The Canadian government has had more than 20 years since this decision to try to find a way to legally justify controlling Wet’suwet’en land, which they still have no title for. Since the Indian Act prevented indigenous people from hiring lawyers without government permission from 1927 to 1951, the Canadian government had an additional 24 years to make their land theft legitimate within their own legal framework. They could have done this any time within the past 153 years Canada has existed.

But they didn’t.

Then there’s the tricky issue of what “consent” actually means. For nearly 10 years, the conservative government of Stephen Harper refused to sign on to the United Nations Declaration on the Rights of Indigenous People (UNDRIP) because it took issue with the requirement that indigenous nations have “free, prior and informed consent” (FPIC) when it comes to any laws or land developments that impact them.

That changed when Justin Trudeau was elected in 2015. He campaigned on the promise that when indigenous nations said no to development, it would “absolutely” mean no. By May 2016, it seemed like Trudeau would make good on this promise, as Canada officially removed its objector status to UNDRIP.

But when Trudeau approved the Trans Mountain pipeline that same year, he changed course, saying indigenous nations “don’t have a veto” over proposed projects in their territories. Come the 2019 election cycle, after his government purchased the Trans Mountain pipeline project  without consulting either Canadians or indigenous nations, Trudeau returned to his previous promise, saying he would fully implement UNDRIP into Canadian law if reelected.
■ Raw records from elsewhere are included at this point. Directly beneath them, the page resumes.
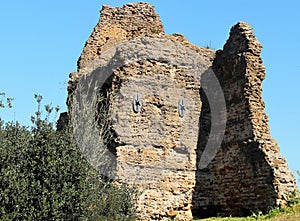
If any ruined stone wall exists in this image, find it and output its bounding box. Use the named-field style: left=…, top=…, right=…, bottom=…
left=68, top=3, right=297, bottom=220
left=194, top=22, right=296, bottom=216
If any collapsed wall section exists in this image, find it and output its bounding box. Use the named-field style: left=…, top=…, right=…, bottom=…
left=67, top=3, right=297, bottom=220
left=194, top=22, right=297, bottom=216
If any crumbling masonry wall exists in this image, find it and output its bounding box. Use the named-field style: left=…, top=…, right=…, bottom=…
left=68, top=3, right=297, bottom=220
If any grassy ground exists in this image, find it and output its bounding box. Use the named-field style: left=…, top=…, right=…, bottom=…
left=198, top=199, right=300, bottom=221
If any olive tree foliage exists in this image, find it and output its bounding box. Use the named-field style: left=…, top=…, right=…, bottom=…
left=0, top=94, right=135, bottom=220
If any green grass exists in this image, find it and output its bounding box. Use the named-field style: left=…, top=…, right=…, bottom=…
left=197, top=198, right=300, bottom=221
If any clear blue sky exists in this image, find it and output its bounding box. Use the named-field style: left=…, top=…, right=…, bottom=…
left=0, top=0, right=300, bottom=183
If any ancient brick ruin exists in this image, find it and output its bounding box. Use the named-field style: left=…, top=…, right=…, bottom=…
left=68, top=3, right=297, bottom=220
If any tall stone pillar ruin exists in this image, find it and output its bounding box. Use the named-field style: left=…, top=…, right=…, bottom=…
left=68, top=3, right=297, bottom=220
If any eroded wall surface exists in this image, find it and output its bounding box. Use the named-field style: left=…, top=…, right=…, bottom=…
left=68, top=3, right=297, bottom=220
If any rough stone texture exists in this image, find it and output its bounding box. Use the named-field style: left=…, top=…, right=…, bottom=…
left=194, top=22, right=297, bottom=216
left=68, top=3, right=297, bottom=220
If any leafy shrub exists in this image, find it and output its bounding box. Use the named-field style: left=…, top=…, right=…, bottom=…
left=0, top=95, right=135, bottom=220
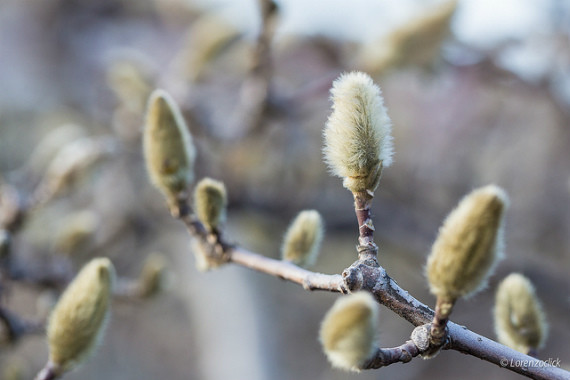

Since then, the Trudeau government has not elaborated on what “free, prior and informed consent” might mean in a Canadian legal context, nor have officials clarified how Canada can claim to have consent at all when there is no way for indigenous nations to legally say no.

Further, though Coastal GasLink has received consent from Wet’suwet’en band councils to build the pipeline, the Wet’suwet’en hereditary chiefs from all five clans have insisted title lies with them, not the band councils, and they are the only ones who can give consent. This indigenous governance issue, too, is a legacy of the Canadian government’s policies. Canada’s Indian Act forced band councils onto indigenous territories, displacing traditional governance and creating political turmoil within communities.

But though many nations no longer have traditional leadership as a result of this political interference, the Wet’suwet’en do. So which is the real Wet’suwet’en government: the traditional one people have held onto despite colonial interference or the one that’s paid by — and accountable to — the Canadian government?

Canada’s perpetual prioritizing of corporate interests above all else — even its own laws — got us into this mess. To get out of it will require actually working with indigenous nations as equals, which means allowing our nations the right to say no.

If reconciliation isn’t just an empty word; if the Canadian government really does value its relationship with indigenous people; if the rule of law does apply to everyone, including Canadian politicians, multinational corporations and police, perhaps it’s time for Canada to prove it.